Just a few shots i acquired while in Italy

1    Roma






2     Sardo





3      Castello





4    Roma e Morta





Critiques are greatly welcomed


----------



## Provo (Sep 13, 2010)

73 people viewed as of this writing and nobody commented so I will be your first I like #3 castello 

#1 perhaps instead of portrait maybe landscape shooting next time
#2 has some chromatic aberration
#4 too many really dark area's not enough details


----------



## robertandrewphoto (Sep 13, 2010)

Provo said:


> 73 people viewed as of this writing and nobody commented so I will be your first I like #3 castello
> 
> #1 perhaps instead of portrait maybe landscape shooting next time
> #2 has some chromatic aberration
> #4 too many really dark area's not enough details



thanks for your comment
the reason 1 is a portrait is because i wanted to try and keep out as much modern things as possible, and i think i did a pretty good job at that.
shooting in landscape would have included fences and signs and such.

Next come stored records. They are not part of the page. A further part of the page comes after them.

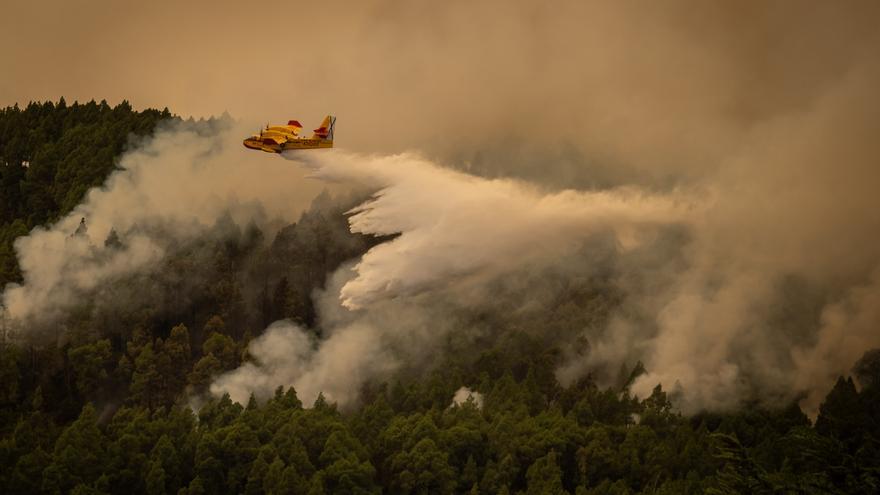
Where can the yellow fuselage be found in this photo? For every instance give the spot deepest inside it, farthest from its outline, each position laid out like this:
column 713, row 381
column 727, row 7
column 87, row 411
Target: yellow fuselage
column 297, row 143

and im aware of the chromatic aberration, i tried my best to get rid of it, but the only solution would be to re shoot it. and i'm in new jersey again so that is out of the question until next year haha


----------



## Bynx (Sep 14, 2010)

#1 too much contrast and saturation
#2 there is a slight twist of 3 or 4 pixels so the pics are out of alignment.
#4 the processing has killed the shot. How about posting the original.


----------



## Badebolden (Sep 17, 2010)

I really like number 2. The somewhat abstract, Earth-seen-from-the-universe look catches me


----------



## robertandrewphoto (Sep 17, 2010)

Badebolden said:


> I really like number 2. The somewhat abstract, Earth-seen-from-the-universe look catches me



thanks a lot
i plan on re shooting that next summer

i shot that without a tripod so there is a lot wrong with it, but i feel like it has a lot of potential in it


----------



## phiya (Sep 23, 2010)

I actually really like numbers 1 and 3... 

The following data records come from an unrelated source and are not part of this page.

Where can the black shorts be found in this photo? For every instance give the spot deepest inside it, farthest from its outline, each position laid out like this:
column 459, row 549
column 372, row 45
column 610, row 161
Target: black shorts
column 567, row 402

#1 just really catches the eye, good colors IMO, and I like the sky, even though the clouds seem overly blue.


----------



## DrunkenGiraffe (Sep 24, 2010)

I don't know anything about HDR, but I love the perspective in 2


----------



## Greasy (Oct 13, 2010)

This probably isn't the c&c you want, but...

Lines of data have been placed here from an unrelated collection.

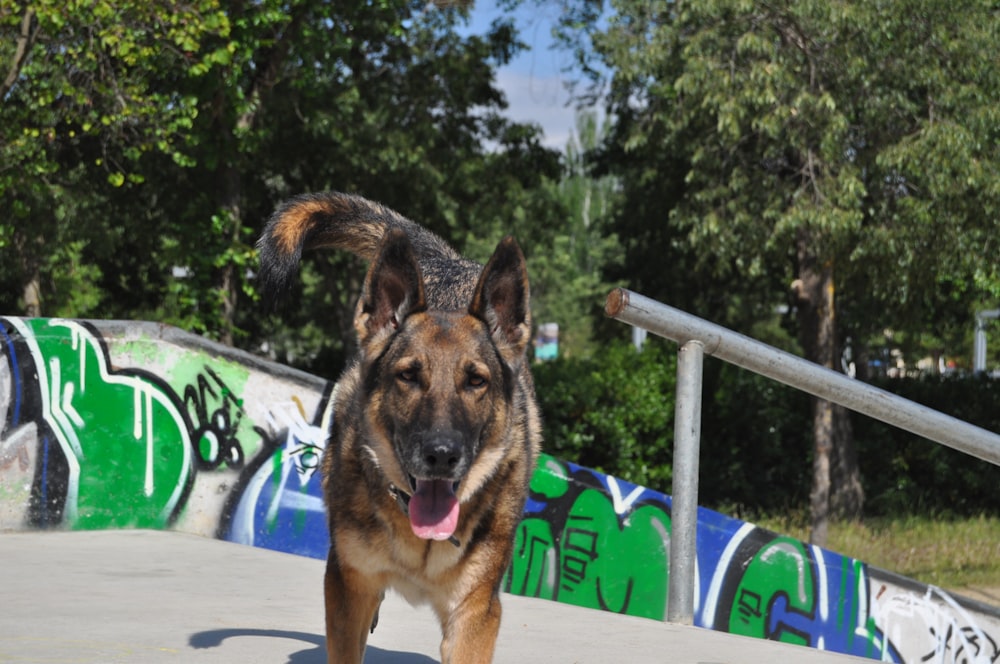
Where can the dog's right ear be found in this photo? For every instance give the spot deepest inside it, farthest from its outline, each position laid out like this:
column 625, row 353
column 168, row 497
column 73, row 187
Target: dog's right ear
column 394, row 289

If you are trying to say "Rome is dead" for the last one, you need an accent on the "E." 

Without the accent it means "and."


It is also "morto" instead of "morta."


----------



## AverageJoe (Oct 13, 2010)

I'm really digging the first two, but you have to find a way to get those clouds to stand still, don't they know they're being HDR photographed?


----------



## robertandrewphoto (Oct 14, 2010)

Greasy said:


> This probably isn't the c&c you want, but...
> 
> If you are trying to say "Rome is dead" for the last one, you need an accent on the "E."
> 
> ...




lol its morta, trust me
and i couldnt get an accent on any of my fonts and didnt feel like trying
i can speak pretty good italian, and i actually read that quote off of Garibaldi's monument


----------



## Greasy (Oct 14, 2010)

Mi dispiace. E da tantissimo tempo che parlo in Italiano. 

Sono felice di avere qualcun' altro che lo parla.


----------



## robertandrewphoto (Oct 17, 2010)

non importante

sto sperando di muovere là l'un giorno,

amato tutto italia, magnifico


----------



## CNCO (Oct 17, 2010)

#3 is awesome


----------